2.   Social Consciousness

The first day or so we all pointed to our countries. The third or fourth day we were pointing to our continents. By the fifth day, we were aware of only one Earth. (Sultan bin Salman Al-Saud, Space Shuttle flight 18)

All social groupings, from family, to community to nation are human creations and an attempt to order and make sense of the complexity of humankind. Segregating into groups of people with similar characteristics, backgrounds, beliefs or interests may give me a sense of community but risks missing out on what others have to offer.

For me, social consciousness is about developing my awareness of the interconnections between us, enjoying the support and fun of community and an active curiosity about all other groups.

More things I try to do:

  • Be wary of membership of any ‘exclusive’ group
  • Resist labelling myself as belonging to any social group –or at least resist attachment to the labels
  • Move in and out of social groups
  • Encourage co-operation rather then competition (I think it’s both more fun and more productive)
  • Support those seeking to break down borders between groups of people, whether national, ethnic, religious, sexual orientation or whatever.

3.   Global Consciousness

You develop an instant global consciousness, a people orientation, an intense dissatisfaction with the state of the world, and a compulsion to do something about it. From out there on the moon, international politics look so petty. You want to grab a politician by the scruff of the neck and drag him a quarter of a million miles out and say, “Look at that, you son of a bitch.” (Edgar Mitchell, Apollo 14)

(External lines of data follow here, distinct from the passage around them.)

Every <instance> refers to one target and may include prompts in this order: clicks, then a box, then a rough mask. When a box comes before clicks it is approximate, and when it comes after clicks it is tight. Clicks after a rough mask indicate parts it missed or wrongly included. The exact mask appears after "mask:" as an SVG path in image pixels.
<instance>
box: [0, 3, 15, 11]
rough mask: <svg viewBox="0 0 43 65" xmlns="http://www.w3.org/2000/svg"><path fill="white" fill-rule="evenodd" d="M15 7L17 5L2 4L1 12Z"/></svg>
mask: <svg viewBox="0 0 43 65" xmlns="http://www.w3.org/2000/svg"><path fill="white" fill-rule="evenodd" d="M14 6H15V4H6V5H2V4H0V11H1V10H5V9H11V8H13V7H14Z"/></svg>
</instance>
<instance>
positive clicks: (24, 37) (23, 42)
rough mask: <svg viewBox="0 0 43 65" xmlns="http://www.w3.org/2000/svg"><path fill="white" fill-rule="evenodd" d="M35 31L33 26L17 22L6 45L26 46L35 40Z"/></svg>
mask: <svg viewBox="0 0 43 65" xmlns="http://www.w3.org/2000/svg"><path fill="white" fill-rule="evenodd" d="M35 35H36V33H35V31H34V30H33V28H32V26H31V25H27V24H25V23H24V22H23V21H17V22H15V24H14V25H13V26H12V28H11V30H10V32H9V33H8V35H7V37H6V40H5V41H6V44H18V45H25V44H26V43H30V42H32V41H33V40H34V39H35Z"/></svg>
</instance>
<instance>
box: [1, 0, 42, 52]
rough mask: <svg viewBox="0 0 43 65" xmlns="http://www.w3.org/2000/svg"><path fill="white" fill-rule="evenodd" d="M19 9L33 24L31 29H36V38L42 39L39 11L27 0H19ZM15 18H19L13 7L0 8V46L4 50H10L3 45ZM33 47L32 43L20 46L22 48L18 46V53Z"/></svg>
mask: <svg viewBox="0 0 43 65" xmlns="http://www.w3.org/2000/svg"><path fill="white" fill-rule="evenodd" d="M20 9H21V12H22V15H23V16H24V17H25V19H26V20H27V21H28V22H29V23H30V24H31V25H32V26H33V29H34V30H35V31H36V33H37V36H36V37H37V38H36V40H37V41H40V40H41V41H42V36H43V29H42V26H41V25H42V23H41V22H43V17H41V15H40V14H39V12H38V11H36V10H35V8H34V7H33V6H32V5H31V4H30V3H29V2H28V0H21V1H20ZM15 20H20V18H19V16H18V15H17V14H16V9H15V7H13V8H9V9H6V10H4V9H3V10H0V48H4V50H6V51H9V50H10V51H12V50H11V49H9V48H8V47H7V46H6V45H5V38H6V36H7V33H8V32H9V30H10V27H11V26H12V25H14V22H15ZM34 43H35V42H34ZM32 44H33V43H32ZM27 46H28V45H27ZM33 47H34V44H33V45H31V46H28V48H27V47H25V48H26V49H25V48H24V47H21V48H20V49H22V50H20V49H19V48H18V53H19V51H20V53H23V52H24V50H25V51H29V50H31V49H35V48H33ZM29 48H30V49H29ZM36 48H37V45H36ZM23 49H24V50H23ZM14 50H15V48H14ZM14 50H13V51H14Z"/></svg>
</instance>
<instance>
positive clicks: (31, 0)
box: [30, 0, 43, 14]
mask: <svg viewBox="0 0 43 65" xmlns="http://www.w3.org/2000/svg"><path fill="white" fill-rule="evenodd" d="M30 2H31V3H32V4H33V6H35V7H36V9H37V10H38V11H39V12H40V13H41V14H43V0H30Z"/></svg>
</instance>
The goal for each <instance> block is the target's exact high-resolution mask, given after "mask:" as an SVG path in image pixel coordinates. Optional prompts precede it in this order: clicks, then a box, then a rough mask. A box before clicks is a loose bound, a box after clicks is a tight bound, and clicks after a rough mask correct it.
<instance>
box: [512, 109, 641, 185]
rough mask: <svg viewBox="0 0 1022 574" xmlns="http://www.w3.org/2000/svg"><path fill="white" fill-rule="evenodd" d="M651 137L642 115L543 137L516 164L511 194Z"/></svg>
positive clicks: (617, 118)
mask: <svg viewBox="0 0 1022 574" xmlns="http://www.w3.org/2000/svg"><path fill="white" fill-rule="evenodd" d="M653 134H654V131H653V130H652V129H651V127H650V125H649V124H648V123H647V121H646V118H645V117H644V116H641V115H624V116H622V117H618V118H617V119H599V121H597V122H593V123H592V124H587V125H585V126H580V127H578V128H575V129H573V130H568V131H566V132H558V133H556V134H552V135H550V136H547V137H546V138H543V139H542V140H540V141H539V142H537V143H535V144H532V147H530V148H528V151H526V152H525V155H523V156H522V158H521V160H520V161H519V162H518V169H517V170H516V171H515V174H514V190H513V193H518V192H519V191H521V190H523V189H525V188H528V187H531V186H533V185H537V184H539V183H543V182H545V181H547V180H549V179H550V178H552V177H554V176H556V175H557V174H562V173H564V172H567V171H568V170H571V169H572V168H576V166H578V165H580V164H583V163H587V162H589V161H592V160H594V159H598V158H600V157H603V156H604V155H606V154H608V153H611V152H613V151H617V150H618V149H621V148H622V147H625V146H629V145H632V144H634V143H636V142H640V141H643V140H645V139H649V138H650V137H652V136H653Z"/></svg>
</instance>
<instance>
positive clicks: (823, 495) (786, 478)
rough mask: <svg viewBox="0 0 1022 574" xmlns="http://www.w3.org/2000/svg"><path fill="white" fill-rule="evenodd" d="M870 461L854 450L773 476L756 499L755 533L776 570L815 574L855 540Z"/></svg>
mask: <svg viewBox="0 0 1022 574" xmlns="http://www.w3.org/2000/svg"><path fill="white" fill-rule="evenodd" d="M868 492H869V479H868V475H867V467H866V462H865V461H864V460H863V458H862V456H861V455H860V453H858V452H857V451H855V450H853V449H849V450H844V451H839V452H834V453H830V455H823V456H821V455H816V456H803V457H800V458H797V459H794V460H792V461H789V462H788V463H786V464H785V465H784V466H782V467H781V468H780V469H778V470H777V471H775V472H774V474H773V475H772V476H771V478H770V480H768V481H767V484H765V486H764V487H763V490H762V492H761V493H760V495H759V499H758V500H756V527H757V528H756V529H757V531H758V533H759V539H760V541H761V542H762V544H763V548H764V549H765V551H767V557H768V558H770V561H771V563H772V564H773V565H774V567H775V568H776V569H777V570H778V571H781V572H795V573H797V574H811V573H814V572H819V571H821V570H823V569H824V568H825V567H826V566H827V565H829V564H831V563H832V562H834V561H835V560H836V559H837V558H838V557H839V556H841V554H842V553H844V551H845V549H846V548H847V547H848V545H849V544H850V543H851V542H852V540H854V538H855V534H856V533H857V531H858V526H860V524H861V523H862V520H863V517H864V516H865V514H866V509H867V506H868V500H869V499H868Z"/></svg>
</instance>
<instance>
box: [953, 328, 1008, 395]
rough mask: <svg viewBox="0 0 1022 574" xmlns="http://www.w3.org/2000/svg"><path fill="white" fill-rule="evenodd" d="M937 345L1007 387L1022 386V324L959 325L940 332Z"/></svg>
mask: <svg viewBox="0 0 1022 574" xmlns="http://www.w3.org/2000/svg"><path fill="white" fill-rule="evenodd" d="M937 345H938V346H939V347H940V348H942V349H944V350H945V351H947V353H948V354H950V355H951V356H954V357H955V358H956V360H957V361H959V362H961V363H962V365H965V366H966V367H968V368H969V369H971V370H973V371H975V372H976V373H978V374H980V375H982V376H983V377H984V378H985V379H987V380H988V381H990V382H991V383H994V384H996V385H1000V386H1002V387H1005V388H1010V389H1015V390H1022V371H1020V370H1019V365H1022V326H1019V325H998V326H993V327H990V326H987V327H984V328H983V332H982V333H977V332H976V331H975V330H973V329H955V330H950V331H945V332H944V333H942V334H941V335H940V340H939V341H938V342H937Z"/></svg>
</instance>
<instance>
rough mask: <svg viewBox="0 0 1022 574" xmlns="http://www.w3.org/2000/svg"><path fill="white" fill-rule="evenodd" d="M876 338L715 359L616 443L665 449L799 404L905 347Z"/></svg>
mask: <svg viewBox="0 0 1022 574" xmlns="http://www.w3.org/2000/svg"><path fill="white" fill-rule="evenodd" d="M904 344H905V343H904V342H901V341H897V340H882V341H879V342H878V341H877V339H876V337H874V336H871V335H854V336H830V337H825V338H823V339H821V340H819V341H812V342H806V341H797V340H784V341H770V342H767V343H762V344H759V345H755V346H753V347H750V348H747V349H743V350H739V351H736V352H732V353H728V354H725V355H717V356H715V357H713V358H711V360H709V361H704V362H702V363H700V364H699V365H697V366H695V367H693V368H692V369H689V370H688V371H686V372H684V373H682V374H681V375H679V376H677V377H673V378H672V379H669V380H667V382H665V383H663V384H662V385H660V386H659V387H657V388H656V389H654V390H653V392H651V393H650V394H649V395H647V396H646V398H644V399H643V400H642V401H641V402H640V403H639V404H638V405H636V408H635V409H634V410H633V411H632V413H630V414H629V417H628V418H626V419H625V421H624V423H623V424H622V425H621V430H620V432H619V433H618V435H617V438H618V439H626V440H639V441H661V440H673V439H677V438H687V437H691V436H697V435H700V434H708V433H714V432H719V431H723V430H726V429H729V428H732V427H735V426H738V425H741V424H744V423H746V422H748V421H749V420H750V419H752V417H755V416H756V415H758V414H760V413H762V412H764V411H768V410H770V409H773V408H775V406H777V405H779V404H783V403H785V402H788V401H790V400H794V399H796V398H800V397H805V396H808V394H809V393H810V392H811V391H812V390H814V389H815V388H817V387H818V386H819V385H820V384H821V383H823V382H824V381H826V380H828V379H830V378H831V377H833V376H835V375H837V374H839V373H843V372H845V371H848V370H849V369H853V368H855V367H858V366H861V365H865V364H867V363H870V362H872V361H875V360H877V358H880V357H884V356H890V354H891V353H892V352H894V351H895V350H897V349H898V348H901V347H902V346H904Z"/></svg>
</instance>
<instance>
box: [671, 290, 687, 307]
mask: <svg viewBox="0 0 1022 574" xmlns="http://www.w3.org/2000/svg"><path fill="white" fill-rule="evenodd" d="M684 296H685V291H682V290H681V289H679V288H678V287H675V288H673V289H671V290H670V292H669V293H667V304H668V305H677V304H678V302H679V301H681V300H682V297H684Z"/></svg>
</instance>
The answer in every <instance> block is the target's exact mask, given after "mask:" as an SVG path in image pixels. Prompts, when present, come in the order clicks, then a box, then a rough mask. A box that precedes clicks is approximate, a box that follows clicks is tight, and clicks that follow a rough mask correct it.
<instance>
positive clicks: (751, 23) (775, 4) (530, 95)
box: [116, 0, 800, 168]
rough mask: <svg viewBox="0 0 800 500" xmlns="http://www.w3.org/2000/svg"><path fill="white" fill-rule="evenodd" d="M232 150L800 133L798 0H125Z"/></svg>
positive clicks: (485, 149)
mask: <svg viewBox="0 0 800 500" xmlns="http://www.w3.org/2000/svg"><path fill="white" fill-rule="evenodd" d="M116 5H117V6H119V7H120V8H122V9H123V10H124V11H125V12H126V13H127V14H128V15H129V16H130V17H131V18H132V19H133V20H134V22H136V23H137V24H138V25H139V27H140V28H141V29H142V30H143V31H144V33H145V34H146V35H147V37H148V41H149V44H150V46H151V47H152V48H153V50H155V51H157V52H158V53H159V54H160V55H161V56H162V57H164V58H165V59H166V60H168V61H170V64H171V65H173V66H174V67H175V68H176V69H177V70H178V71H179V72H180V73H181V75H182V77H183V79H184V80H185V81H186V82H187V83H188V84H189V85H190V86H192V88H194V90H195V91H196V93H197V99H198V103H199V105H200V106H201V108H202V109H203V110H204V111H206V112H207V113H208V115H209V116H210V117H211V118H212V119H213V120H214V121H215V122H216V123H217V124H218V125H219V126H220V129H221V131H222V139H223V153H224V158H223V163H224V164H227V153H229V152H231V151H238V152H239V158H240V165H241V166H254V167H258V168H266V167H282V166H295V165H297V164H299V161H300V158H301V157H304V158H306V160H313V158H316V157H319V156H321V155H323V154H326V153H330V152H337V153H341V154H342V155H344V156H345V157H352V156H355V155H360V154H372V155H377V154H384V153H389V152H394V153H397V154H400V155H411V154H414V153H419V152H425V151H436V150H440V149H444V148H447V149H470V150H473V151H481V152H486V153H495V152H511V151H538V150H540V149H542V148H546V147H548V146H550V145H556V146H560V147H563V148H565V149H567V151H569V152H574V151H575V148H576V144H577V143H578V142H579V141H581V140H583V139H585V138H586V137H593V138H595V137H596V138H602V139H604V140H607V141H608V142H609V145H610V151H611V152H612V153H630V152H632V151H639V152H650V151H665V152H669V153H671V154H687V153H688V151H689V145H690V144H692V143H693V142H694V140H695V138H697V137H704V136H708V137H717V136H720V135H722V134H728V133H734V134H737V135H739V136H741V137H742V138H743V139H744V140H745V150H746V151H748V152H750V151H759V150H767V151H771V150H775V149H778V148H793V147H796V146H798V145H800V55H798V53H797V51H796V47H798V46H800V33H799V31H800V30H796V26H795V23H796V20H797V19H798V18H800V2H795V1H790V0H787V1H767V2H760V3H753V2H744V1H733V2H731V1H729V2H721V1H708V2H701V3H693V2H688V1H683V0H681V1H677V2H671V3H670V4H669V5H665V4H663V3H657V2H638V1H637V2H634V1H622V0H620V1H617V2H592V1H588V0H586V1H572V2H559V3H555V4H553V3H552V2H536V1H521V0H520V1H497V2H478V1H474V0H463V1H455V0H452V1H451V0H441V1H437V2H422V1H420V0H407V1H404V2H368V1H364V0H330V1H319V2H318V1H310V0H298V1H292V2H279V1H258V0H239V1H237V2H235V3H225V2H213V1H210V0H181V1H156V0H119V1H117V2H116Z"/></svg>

We are not above or below the world but are an integral part of it. Of all creatures we have the power to make huge differences to the delicate balance of the ecology of the world. We also understand that our actions have consequences even when we don’t know what they are – and this gives us great responsibility. Our borders and boundaries give us an illusion of permanence. But it is an illusion and we are no more permanent than the dinosaurs or the creatures we have driven to extinction.

For me, global consciousness is about awareness of the amazing complexity and interrelationships between all that is contained on this planet. It’s about taking responsibility for my actions with a view to the world I want to leave for my children to enjoy.

  • Pay attention to my ‘footprint’, carbon or otherwise
  • Consume only what I need
  • Spend time in nature whenever possible
  • Treat all life as sacred and worth taking care of.